In this single-center prospective observational study we identified biomarkers related to inflammation and the antiviral immune response that reflect the disease course regarding organ injury and clinical outcome. Two patient characteristics are often associated with increased risk of a critical course and higher mortality in COVID-19: age [4, 5, 21] and male sex [21, 23]. In our study, age had no influence on mortality, which could however be explained by the relatively low median age of 59 years and small IQR of 11 years. We still included age into our multivariate models as part of the CCI, which accounts for comorbidities—another risk factor [4, 21, 23] and age. A higher CCI showed a non-significant trend to higher mortality and impaired QoL in survivors. As in previous studies [21], significantly more patients in our ICU were male than expected by gender distribution in society. However, within this cohort, there was no obvious sex-associated risk.
Our findings concerning general markers of inflammation are in line with previous reports. Leukocytes are known to be elevated in COVID-19 patients to healthy controls and in more severe cases [6, 10]. 1st leukocytes in our study strongly correlated with maximum and mean leukocyte counts, as well as with 1st PCT, showing a connection between inflammation at admission and during ICU treatment. 1st leukocytes mainly correlated to impaired lung function. Multivariate correlations however suggest that the first leukocytes value is no accurate predictor of disease severity.

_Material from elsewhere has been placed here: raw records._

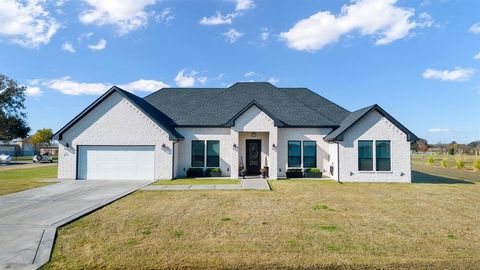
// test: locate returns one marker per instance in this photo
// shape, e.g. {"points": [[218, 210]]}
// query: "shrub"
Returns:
{"points": [[430, 160], [213, 170], [444, 162], [459, 162], [476, 164]]}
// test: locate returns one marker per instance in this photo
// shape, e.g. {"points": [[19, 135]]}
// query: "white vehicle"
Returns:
{"points": [[5, 158], [42, 158]]}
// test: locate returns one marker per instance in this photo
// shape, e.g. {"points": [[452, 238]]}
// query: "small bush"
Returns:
{"points": [[430, 160], [444, 162], [213, 170], [476, 164], [459, 162]]}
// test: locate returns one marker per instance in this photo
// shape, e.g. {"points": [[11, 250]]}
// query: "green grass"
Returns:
{"points": [[16, 180], [374, 226], [190, 181]]}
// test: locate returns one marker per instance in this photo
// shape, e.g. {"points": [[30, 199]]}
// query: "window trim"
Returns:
{"points": [[358, 156], [206, 154], [389, 156], [300, 155], [203, 155], [303, 154]]}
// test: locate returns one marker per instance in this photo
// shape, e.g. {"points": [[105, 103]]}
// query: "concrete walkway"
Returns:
{"points": [[29, 219], [260, 184]]}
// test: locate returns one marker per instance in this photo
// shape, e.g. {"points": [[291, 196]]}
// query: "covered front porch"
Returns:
{"points": [[254, 152]]}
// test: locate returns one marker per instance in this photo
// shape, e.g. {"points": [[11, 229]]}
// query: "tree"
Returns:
{"points": [[43, 137], [12, 112]]}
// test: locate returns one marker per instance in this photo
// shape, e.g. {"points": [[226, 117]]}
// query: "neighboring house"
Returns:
{"points": [[250, 125], [16, 147]]}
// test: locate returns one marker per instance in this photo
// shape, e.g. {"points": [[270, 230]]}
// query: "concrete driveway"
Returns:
{"points": [[29, 219]]}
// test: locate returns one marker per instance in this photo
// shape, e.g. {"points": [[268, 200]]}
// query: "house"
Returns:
{"points": [[247, 125]]}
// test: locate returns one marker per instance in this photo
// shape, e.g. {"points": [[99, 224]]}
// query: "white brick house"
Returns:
{"points": [[248, 125]]}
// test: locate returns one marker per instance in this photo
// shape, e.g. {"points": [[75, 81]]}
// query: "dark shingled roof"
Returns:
{"points": [[354, 117], [216, 107], [204, 107], [156, 116]]}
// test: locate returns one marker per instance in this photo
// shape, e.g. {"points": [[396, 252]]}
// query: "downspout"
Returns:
{"points": [[338, 162], [173, 159]]}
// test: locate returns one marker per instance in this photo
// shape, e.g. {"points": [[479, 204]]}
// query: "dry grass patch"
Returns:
{"points": [[373, 226]]}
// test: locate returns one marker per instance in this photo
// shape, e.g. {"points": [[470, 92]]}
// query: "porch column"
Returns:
{"points": [[272, 152], [234, 159]]}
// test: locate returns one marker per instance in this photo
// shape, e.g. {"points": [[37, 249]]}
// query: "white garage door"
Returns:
{"points": [[116, 162]]}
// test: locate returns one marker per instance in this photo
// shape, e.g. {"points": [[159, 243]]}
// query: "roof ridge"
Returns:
{"points": [[333, 121], [202, 105]]}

The first PCT value on the other hand, was a good predictor of disease severity—being a significant risk factor for ECMO/ECLS and dialysis—and, in combination with sex and CCI, formed the best predictive model of QoL after 6 months. Hu et al. showed a temporary PCT increase at the beginning of COVID-19-associated hospitalization and a second increase in non-survivors until death [24]. Combined with our findings this could suggest a correlation of temporary PCT increase with disease control, while higher PCT values are associated with bacterial superinfection [25], resulting in increased lung and secondary organ injury as well as impaired QoL. However, missing influence of bacterial superinfection at admission on 1st PCT or bacterial superinfection at any time on QoL suggests a self-contained predictive value of PCT. Judgment of bacterial superinfection before admission to our ICU was hindered as many lower-level wards started calculated antibiotic therapies without attempting pathogen detection.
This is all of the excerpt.